Il y a 8 mois, l'association Georgette Sand avait lancé une pétition en ligne, qui a recueilli aujourd'hui 19 000 signatures. En Angleterre, une pétition similaire, lancée par la féministe anglaise Laura Coryton — qui a été la première à identifier ce sujet, selon l'association française — a recueilli presque 250 000 signatures. Au Royaume-Uni, les tampons et les serviettes hygiéniques sont taxés à 5 pour cent depuis l'an 2000. Avant cette date, le taux de TVA qui leur était appliqué était de 17,5 pour cent.

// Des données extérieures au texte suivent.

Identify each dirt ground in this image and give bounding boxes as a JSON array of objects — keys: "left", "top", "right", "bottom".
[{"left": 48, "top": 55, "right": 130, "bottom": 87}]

« Nous, nous demandons qu'au moins ces produits soient taxés à 5,5 pour cent, au mieux à 2,1 pour cent, » rappelle Gaëlle Couraud. « Les Anglaises, les Italiennes et les Allemandes, elles, demandent l'abolition totale de la taxe sur ces produits, qui sont déjà à des taux réduits. Nous sommes vraiment en retard en France, » s'exclame-t-elle.

Au Canada, l'abolition complète de toute taxe a été obtenue, appliquée à partir de juillet dernier. Une mesure qui avait été portée par des députés du Nouveau Parti démocratique (NPD).